Ancien élève de Télécom Bretagne, Dusan Iorgovan, 29 ans, vient de recevoir une prestigieuse récompense : un prêt d'honneur - 15.000 ? - par la Fondation Télécom pour Orthoptica, start-up innovante dans le domaine de l'optique. C'est fort de plusieurs années en tant qu'ingénieur de recherche à Télécom Bretagne qu'il décide, en 2009, de monter sa société. Essaimage des départements optique et Lussi (Logique des usages, sciences sociales et de l'information), Orthoptica part d'un constat simple : « Dans le domaine de l'orthoptie, qui est en quelque sorte la kinésithérapie des yeux, cela fait bien longtemps que le matériel n'a pas évolué. »
En validation au CHU
Son "Kit 3Delta" doit provoquer une petite révolution.

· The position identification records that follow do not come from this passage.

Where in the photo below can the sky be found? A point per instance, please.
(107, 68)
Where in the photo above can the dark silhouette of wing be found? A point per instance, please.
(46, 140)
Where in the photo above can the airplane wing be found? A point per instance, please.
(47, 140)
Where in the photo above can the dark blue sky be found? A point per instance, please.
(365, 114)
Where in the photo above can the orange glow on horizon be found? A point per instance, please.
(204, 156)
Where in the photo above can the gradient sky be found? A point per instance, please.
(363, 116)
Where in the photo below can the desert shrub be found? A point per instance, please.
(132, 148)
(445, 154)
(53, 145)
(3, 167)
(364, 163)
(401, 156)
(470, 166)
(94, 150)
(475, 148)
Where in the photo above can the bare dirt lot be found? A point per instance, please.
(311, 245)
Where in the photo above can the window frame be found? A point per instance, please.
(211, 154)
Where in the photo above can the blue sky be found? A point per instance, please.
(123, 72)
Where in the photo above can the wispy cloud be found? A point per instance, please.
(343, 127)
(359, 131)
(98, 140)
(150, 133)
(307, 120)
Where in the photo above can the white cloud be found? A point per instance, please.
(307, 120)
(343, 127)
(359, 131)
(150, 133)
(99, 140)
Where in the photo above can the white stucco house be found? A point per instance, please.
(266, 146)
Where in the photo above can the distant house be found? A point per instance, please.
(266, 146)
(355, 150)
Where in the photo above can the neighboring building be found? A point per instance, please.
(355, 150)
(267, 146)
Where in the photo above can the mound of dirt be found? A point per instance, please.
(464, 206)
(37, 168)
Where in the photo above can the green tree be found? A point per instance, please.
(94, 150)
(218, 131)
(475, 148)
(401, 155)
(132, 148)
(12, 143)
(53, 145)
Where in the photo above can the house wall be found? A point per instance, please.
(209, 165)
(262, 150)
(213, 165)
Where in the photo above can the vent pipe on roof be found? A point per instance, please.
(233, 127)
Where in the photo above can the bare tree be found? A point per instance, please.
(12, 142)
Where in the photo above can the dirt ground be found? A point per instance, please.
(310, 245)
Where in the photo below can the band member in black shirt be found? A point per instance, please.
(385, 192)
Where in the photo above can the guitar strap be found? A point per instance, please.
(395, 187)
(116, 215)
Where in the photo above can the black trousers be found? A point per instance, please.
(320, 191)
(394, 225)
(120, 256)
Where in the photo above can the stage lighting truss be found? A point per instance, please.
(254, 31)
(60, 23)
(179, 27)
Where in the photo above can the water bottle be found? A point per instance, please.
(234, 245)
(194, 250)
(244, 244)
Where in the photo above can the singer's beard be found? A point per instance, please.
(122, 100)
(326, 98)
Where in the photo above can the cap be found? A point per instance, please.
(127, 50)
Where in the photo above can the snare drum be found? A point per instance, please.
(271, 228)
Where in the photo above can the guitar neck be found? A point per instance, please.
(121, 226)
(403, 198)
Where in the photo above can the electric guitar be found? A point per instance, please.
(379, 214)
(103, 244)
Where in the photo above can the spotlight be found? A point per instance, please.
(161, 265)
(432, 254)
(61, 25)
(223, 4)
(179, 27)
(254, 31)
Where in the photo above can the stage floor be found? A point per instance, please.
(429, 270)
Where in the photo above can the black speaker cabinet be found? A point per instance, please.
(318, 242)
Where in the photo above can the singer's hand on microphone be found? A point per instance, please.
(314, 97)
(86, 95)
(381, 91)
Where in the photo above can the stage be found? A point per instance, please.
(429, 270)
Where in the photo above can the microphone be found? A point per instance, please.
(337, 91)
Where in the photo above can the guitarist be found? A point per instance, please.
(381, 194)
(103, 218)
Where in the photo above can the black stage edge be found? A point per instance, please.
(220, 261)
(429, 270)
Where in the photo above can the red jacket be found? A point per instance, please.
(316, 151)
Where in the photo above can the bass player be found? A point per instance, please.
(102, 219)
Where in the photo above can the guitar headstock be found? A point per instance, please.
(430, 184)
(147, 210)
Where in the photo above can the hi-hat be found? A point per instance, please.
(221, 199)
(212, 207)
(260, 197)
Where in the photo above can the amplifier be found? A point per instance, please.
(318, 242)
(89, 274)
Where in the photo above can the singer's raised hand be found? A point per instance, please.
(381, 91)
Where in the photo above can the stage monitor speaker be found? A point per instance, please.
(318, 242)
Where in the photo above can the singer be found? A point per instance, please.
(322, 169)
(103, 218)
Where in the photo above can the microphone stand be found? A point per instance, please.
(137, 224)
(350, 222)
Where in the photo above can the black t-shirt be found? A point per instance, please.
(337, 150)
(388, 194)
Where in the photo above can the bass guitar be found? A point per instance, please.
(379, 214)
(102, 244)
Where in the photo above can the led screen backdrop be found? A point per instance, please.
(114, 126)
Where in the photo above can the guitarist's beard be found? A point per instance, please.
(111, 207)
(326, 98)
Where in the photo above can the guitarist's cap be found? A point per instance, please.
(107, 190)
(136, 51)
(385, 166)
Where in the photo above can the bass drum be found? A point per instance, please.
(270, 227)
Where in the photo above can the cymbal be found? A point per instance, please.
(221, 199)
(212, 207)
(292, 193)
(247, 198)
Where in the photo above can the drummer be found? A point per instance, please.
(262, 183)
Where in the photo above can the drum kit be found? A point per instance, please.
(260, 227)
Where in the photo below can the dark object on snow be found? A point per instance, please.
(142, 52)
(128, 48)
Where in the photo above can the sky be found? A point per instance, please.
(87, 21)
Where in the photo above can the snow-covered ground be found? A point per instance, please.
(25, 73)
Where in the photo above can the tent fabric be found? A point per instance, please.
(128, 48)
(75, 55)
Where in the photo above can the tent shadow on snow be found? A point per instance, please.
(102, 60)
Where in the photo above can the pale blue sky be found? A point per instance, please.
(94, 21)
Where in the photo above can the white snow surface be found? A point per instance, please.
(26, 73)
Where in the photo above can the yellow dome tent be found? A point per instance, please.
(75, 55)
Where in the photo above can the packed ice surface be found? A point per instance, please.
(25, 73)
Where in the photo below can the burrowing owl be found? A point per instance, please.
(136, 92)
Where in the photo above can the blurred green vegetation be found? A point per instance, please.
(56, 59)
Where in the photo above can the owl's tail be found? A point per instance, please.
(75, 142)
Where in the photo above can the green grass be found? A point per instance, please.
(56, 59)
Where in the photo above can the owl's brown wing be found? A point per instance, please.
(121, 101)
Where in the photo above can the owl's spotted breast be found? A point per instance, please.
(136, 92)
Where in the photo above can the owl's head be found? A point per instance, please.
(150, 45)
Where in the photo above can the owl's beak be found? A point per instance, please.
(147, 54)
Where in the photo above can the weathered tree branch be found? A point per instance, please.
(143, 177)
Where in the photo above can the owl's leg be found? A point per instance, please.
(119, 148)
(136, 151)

Aidé de professionnels de l'optique, il a imaginé une série d'outils interactifs (lunettes et vidéoprojecteurs 3D, logiciels...) destinés à mesurer les dysfonctionnements de la vision binoculaire. Double nouveauté dans ce système. D'abord, la 3D immersive, « permettant une investigation clinique plus poussée que les techniques classiques ». Mais aussi ce côté tout-en-un qui, à l'usage, doit engendrer une augmentation significative des actes. « De 30 minutes pour une batterie de tests, on passe à 5 minutes : tout est automatique, le patient n'a qu'à mettre les lunettes et interagir avec l'écran au moyen d'un joystick. Au médecin, ensuite, de décrypter les résultats. » Tel que décrit ainsi, il s'agit de la version professionnelle du kit. Encore à l'état de prototypage, elle est actuellement en phase de validation clinique au CHU. Il faudra donc attendre « courant 2014 » pour une mise en vente auprès des cabinets d'orthoptistes. Mais la commercialisation d'un kit plus simple a déjà débuté. « Face à l'explosion de la 3D sur le marché, les personnes sont de plus en plus exposées. Et peuvent parfois développer des troubles de la vision. » D'où cette idée : proposer des kits 3Delta aux opticiens-optométristes afin de leur permettre de réaliser, sur leurs clients, une évaluation de leur vision dans l'espace. Différent du diagnostic, ce test est un simple indicatif du niveau de tolérance à la 3D. Pour l'heure, aucun kit de vendu, mais le gérant, bientôt soutenu dans ce projet par la banque d'innovation Oséo, se dit « prêt à signer avec plusieurs opticiens ». Autres cibles visées : les producteurs de contenus 3D, mais aussi les établissements scolaires. Autant de « beaux marchés » qui rendent le chef d'entreprise « optimiste », lui qui, pour 2013, table sur un chiffre d'affaires de 300.000 ?. Des embauches de commerciaux devraient d'ailleurs suivre dans ces prochains mois, de même que la création d'une filiale en Suède « avant fin 2014 » qui rayonnera sur tout le nord de l'Europe, « où le système médical est similaire à celui de la France ».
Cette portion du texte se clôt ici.